I didn't care for a similarly grumpy adolescent in Abadazad, but the preview that caught me up included a healthy dose of wisecracking best friend for perspective. The illustration style also intrigued me. It wasn't big-eyed manga wannabe, nor jaded realism, nor deliberately distorted underground, nor musclebound superhero, nor any other style I could easily classify.

One provocative aspect of Re-Gifters is that none of its creators is from Los Angeles. In fact, two aren't even American. Writer Mike Carey is a Londoner. Penciler Sonny Liew is a Malaysian with English and New English education who now lives in Singapore, and inker Marc Hempel is in Baltimore. And Carey told Newsarama last week, "I’m so far from being an expert on any of the martial arts stuff that it isn’t even funny. . . . As a Brit writing about Southern California, I’m never going to get all the details right. Can I capture the Korean-American experience? Of course not! I couldn’t even make a decent fist of the Korean-British experience."

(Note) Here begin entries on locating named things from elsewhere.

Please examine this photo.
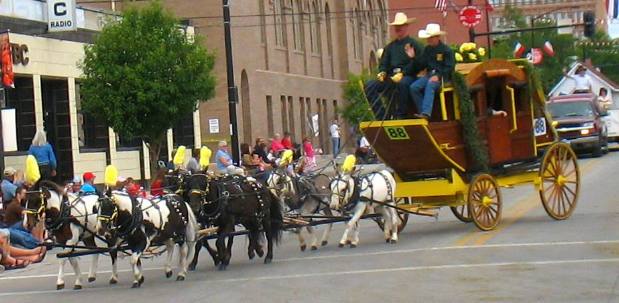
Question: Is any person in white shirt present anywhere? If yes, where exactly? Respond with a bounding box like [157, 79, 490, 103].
[329, 120, 340, 157]
[568, 65, 592, 94]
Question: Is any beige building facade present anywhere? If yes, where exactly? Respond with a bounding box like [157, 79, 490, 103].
[87, 0, 388, 152]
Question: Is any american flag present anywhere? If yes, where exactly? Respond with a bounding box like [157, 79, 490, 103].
[434, 0, 447, 16]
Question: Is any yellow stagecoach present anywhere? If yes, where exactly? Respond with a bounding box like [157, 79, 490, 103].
[360, 60, 580, 230]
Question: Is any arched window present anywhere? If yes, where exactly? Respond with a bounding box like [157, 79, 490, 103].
[273, 0, 285, 46]
[292, 0, 305, 51]
[241, 70, 252, 143]
[310, 0, 322, 54]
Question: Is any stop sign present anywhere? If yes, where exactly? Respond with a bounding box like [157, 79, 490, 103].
[460, 6, 481, 27]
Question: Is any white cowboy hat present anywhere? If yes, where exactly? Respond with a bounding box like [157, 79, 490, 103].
[389, 12, 415, 26]
[419, 23, 445, 39]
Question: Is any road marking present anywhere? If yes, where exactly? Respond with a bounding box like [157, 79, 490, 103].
[455, 159, 602, 245]
[0, 258, 619, 297]
[0, 239, 619, 281]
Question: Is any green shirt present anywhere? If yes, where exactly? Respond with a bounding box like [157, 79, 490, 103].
[420, 41, 456, 81]
[378, 37, 423, 76]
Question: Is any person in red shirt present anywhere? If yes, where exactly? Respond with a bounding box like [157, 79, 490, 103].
[282, 132, 293, 149]
[271, 133, 285, 155]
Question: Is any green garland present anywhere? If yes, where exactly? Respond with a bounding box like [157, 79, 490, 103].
[452, 72, 489, 172]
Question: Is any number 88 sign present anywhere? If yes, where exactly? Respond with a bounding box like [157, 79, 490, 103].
[385, 126, 410, 140]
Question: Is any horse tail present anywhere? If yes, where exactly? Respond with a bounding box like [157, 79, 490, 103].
[269, 192, 284, 243]
[185, 203, 199, 262]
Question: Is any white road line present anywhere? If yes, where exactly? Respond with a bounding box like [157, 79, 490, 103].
[0, 258, 619, 297]
[273, 240, 619, 262]
[0, 240, 619, 281]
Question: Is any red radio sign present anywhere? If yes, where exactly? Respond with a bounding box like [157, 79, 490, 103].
[460, 6, 481, 28]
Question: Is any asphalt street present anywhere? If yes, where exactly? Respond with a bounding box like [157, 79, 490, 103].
[0, 152, 619, 303]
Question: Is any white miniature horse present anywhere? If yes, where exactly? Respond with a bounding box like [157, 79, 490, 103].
[330, 170, 399, 247]
[267, 170, 333, 251]
[24, 181, 108, 290]
[96, 191, 198, 288]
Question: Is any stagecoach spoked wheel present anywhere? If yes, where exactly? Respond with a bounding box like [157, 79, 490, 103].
[449, 204, 473, 223]
[467, 174, 503, 231]
[539, 142, 580, 220]
[373, 198, 410, 234]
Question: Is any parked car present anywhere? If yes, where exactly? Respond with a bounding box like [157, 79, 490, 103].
[546, 94, 608, 157]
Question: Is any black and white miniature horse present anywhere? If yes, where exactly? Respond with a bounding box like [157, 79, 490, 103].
[24, 181, 108, 289]
[97, 191, 197, 288]
[190, 175, 283, 270]
[267, 168, 333, 251]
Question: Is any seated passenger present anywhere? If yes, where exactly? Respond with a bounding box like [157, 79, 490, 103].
[80, 172, 98, 195]
[410, 23, 456, 120]
[365, 12, 422, 120]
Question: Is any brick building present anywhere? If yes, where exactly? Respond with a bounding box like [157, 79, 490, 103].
[389, 0, 488, 46]
[82, 0, 387, 151]
[490, 0, 608, 37]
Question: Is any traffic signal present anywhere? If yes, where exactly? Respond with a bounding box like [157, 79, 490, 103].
[583, 11, 595, 38]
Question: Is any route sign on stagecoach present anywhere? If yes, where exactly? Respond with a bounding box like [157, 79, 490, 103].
[459, 6, 481, 28]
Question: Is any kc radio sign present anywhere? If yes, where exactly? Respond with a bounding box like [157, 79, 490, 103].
[47, 0, 77, 32]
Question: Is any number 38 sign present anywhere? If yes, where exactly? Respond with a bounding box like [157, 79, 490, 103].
[385, 126, 410, 140]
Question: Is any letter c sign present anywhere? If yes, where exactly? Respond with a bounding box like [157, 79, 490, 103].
[54, 2, 67, 16]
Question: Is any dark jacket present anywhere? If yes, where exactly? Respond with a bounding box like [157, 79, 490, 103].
[378, 37, 423, 76]
[420, 41, 456, 81]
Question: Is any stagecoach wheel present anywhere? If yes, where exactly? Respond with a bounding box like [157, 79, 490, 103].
[468, 174, 502, 231]
[539, 143, 580, 220]
[373, 198, 410, 234]
[449, 204, 473, 223]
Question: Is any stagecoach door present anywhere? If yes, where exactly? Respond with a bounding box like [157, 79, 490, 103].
[486, 78, 535, 165]
[41, 79, 73, 182]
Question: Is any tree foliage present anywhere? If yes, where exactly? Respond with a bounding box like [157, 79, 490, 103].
[341, 71, 374, 126]
[81, 2, 215, 176]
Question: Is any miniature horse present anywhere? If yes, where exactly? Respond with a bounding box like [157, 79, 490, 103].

And as to Liew and Hempel's graphics, Carey said:

Sonny was reluctant to let anyone else ink his stuff on [previous collaboration My Faith in] Frankie, but when he saw Marc’s sample pages he was really pleased with how it worked. He does very detailed pencils, and to some extent Marc abridges some of that detail, but he captures the essence and the essence is absolutely beautiful. It’s one of these fortuitous pairings that seems inevitable in retrospect.
Now my real challenge: figuring out whom to pass Re-Gifters on to. Because with that title I really shouldn't keep it on my shelf.

(From that first batch of Minx comics, I later read The PLAIN Janes, written by Cecil Castellucci and illustrated by Jim Rugg. It was fine, but I didn't feel it added up to a full meal--more a graphic short story than a graphic novel. Here's the Tea Cozy Interview with Castellucci.)


Unknown said...

If you ever figure out how you got on the mailing list for Minx please feel free to let me know how to go about it.

J. L. Bell said...

I actually tried to trace back the history yesterday, and found I couldn't.

Meanwhile, I see Scholastic sent you its new book about Paul Revere but hasn't sent a review copy to Boston 1775.

So things are tough all over.

Unknown said...

Ah, yes. The Paul revere book. That was... er... intercepted by me. Totally by accident, you understand.

J. L. Bell said...

Ah, much as with British officers on the road between Lexington and Concord. Quite, quite.

Lee said...

Enjoyed this post, corned beef hash indeed.